II. Legal basis for data processing in accordance with the GDPR

According to the GDPR, the following principles apply to data processing: purpose limitation, necessity and data minimization (Article 5).

Since 2018, the purpose limitation principle has been supplemented by Article 6 (4), which specifies criteria for checking compatible purposes. If the original purpose of collection and the purpose of further processing by the same controller are compatible, the data may be further processed on the basis of the original legal basis.

With this “accountability”, the General Data Protection Regulation emphasizes the responsibility of the data controllers for compliance with the principles and proof thereof (Article 5 (2)).

Article 6 lists the admissibility criteria for the processing of personal data. It also largely corresponds to existing European data protection law. As before, any processing of personal data requires a legitimizing legal basis - regardless of whether the processing poses a high or low risk to the rights and freedoms of the data subjects (Article 8).

The processing of personal data is only lawful

  • with the consent of the data subject
  • or if the processing is necessary
  • for the performance of a contract or in order to take steps prior to entering into a contract ,
  • to protect the vital interests of the data subject or of another natural person
  • for the purposes of the legitimate interests pursued by the controller or by a third party, except where such interests are overridden by the interests or fundamental rights and freedoms of the data subject
  • for compliance with a legal obligation to which the controller is subject, or
  • for the performance of a task carried out in the public interest or in the exercise of official authority vested in the controller.
These admissibility criteria form an exhaustive system; however, Member States may specify and clarify the requirements for the lawfulness of processing in some areas through national data protection law (Article 6 (2) and (3)). Many legal bases, in particular for the processing of personal data by public authorities, can therefore still be found in general or specific data protection law at national level.

 

III. The EDPB as a central point of contact

The European Data Protection Board (EDPB), the association of the supervisory authorities of all member states at European Union level, is responsible for the uniform application of the law. It is the leading supervisory authority for the enforcement of the GDPR in the EU and makes binding decisions on key issues of the General Data Protection Regulation. 

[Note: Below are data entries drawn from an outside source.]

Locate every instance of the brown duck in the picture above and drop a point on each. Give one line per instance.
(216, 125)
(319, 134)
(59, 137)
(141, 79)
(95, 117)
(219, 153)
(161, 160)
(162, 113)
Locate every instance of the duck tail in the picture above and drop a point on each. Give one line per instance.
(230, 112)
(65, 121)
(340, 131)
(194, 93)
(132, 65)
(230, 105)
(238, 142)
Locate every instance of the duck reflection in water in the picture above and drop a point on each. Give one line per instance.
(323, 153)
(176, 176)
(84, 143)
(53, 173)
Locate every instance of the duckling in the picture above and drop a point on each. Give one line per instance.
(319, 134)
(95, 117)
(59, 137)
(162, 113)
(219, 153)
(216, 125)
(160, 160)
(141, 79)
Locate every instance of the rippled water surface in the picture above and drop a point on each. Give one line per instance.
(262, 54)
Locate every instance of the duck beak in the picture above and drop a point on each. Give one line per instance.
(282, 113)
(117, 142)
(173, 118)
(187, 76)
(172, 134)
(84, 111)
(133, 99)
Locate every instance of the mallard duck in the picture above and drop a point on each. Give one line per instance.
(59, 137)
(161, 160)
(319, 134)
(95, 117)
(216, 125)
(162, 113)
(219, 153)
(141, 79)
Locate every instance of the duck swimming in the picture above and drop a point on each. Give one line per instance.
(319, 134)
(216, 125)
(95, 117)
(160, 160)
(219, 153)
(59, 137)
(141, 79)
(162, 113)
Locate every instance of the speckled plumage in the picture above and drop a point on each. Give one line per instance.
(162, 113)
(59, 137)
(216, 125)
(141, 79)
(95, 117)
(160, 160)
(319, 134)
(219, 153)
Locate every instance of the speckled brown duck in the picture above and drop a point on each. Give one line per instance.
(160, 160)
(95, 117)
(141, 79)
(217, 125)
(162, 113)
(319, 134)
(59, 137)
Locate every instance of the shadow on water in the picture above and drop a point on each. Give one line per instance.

Its guidelines and decisions form the basis for enforcement by the national data protection authorities in each EU country. With the EDPB at the location of the main establishment, companies with cross-border data processing activities have a central point of contact (so-called one-stop store principle).

 

IV. Consumer rights under the GDPR

The GDPR defines the following rights of data subjects:

Transparency: The data subjects must be informed about the aspects listed not only at the time of initial collection, but in principle at every intended further processing for other purposes. The controller must provide the information on their own initiative, i.e. without a request from the data subject.

Information: In addition to the obligation to provide information, the data subject has a comprehensive right of access to personal data concerning him or her in accordance with Article 15. The right of access also includes the right to receive a copy of the processed data free of charge.

Correction & deletion: Under the conditions of Articles 16 to 18, data subjects may request the correction, deletion and restriction of processing.

The right to erasure also includes the so-called “right to be forgotten”: Where the controller has made the personal data public and thus accessible to other controllers, the controller shall, in the case of an obligation to erase, take reasonable steps to inform the other controllers that a data subject requests the erasure of any links to, or copying of, those personal data.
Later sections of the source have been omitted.